Su hermano tiene una voluntad de hierro, a la vez que una paciencia enorme. Junto a él, Ventus disfrutaba, de una manera solemne y poética, los momentos en lo que las Almas cerraban los ojos, preparándose para aquel segundo, en el cual se oscurecieran los límites del universo. Sin embargo, Ventus quería más acción que esa. Con el tiempo empezó a aburrirle ver cómo nadie en aquel mundo intentaba luchar. ¿Y la fuerza en aquella tierra de locura y ansiedad? Las almas más tristes casi nunca decían palabras antes de morir; todo era silencio. Ventus, acostumbrado a la quietud, comenzaba a añorar más ruido.

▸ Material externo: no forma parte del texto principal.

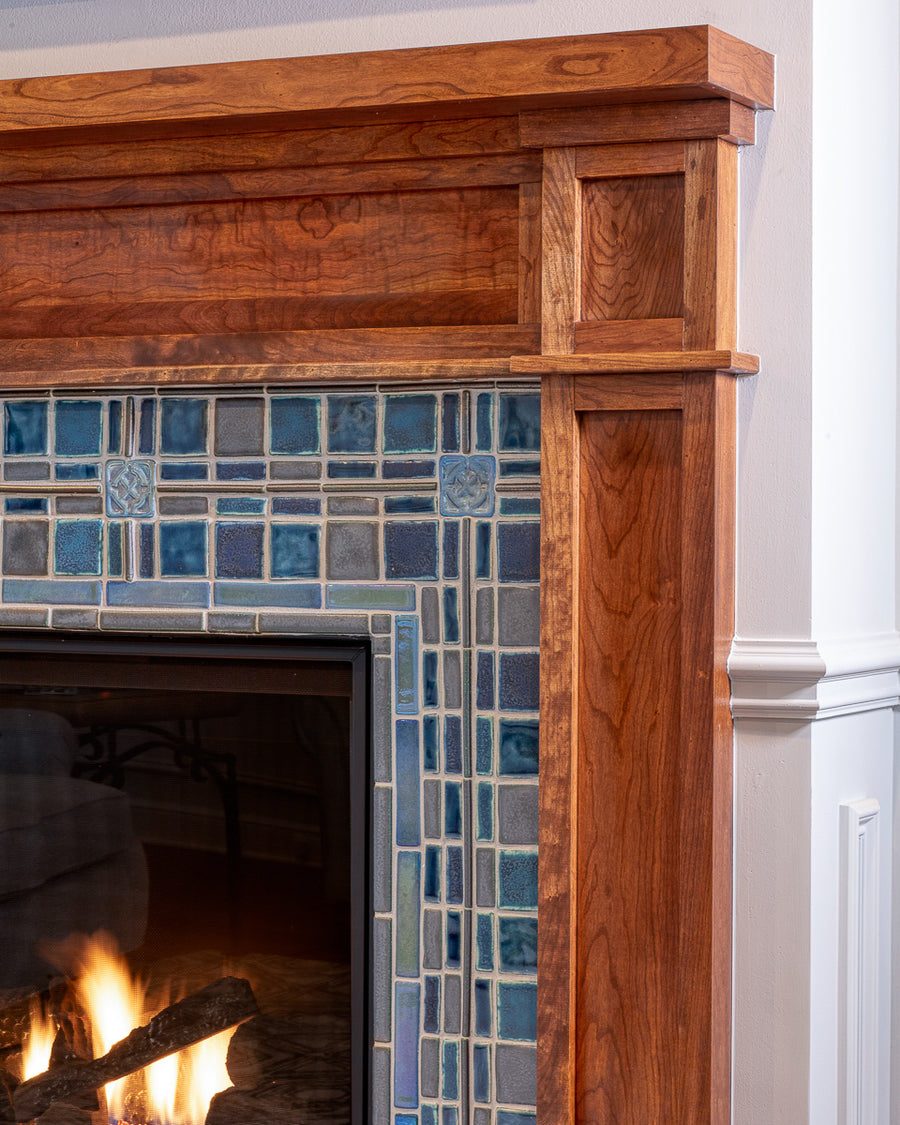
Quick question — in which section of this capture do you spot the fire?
[24,933,232,1125]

Colgando de la angustia que causa el aburrimiento monótono, Ventus se aventuró a cuestionarle a su hermano qué sería de él a través de aquel futuro incierto. Después de un rodeo filosófico maestro: "nada existe, más que el presente", Ventus se irritó y le indicó no se lo cuestionaría más, que se iría, para no regresar. Su hermano mayor, con infinita paciencia, solo atinó a compartirle que le deseaba una excelente fortuna.

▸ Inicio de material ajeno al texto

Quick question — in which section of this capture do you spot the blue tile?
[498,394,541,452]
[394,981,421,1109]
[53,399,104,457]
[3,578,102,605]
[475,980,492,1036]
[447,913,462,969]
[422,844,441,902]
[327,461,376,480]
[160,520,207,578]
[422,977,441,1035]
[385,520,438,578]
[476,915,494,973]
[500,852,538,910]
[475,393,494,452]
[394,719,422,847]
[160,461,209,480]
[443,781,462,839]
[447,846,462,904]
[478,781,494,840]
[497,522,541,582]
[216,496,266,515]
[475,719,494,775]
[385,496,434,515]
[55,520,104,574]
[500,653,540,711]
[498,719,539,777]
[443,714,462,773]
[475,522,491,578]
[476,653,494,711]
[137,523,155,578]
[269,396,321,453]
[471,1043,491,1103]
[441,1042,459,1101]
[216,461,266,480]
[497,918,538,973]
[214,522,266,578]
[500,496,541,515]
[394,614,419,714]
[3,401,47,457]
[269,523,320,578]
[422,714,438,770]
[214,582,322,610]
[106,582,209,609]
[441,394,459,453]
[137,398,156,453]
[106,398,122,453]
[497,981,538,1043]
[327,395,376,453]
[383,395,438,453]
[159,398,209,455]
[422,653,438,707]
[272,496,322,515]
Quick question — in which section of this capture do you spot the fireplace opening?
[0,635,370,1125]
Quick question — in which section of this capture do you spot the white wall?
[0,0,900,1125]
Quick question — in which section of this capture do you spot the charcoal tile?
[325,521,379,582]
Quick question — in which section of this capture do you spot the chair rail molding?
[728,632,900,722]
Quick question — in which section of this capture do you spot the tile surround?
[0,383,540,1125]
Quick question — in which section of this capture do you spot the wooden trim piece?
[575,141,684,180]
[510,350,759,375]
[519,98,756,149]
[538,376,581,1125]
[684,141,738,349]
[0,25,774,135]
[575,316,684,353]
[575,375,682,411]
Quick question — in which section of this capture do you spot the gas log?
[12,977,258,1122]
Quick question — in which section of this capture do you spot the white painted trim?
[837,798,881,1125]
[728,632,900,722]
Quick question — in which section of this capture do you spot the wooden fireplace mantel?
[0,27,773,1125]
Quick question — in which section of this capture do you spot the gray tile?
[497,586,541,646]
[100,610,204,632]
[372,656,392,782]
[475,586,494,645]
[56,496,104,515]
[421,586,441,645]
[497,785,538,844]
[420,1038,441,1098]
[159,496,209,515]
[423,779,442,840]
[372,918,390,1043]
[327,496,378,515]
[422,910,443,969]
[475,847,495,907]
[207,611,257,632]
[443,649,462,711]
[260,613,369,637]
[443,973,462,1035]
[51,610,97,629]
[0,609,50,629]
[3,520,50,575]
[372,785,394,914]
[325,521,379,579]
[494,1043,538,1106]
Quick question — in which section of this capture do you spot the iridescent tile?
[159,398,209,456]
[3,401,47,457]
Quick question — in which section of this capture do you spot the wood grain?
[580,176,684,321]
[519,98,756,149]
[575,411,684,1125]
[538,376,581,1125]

En el sendero lóbrego del Bosque Noroeste, nada indicaba el camino. La realidad iba dilucidándole pistas a Ventus en su deseo de conocerla más profundamente: los cuervos dibujaban siluetas en el cielo, se respiraba el frío del invierno y las almas perdidas solían pasar llorando con amargura en la oscuridad. El horizonte nunca se estrechaba, y las estrellas, con la noche en la mano, se deslizaban con celeridad huyendo del amanecer, así como las nubes atadas al azul mortecino del día.
Pasaron dos noches hasta que Ventus encontró, entre tantas arboledas con follajes profundos y sin ayuda de ninguna señal del sendero, La Villa de la Desesperación. Sus pies estaban destruidos al pisar esa tierra paralizada y apenas podía mantener los ojos abiertos; quería dormir tan pronto como fuera posible. Irrelevante, caminaba cansado entre el resto de anodinas. Algunas se retiraban y otras se acercaban. Todas con apatía. Ventus, confundido, se encaminó hacia el ojo de la tertulia.
La acción incrementaba su demencia apenas él se acercaba a La Tienda de Las Almas Perdidas. Se respiraba resentimiento, decepción y miedo. El universo reducía sus dimensiones, mientras que la realidad quedaba envuelta en una fuga de pesadumbre. Eran siluetas de fatalidad caminando con la cabeza agachada hacia un destino intranquilo. Ventus, con los vellos erizados, se empezaba a sentir un alma de aquellas.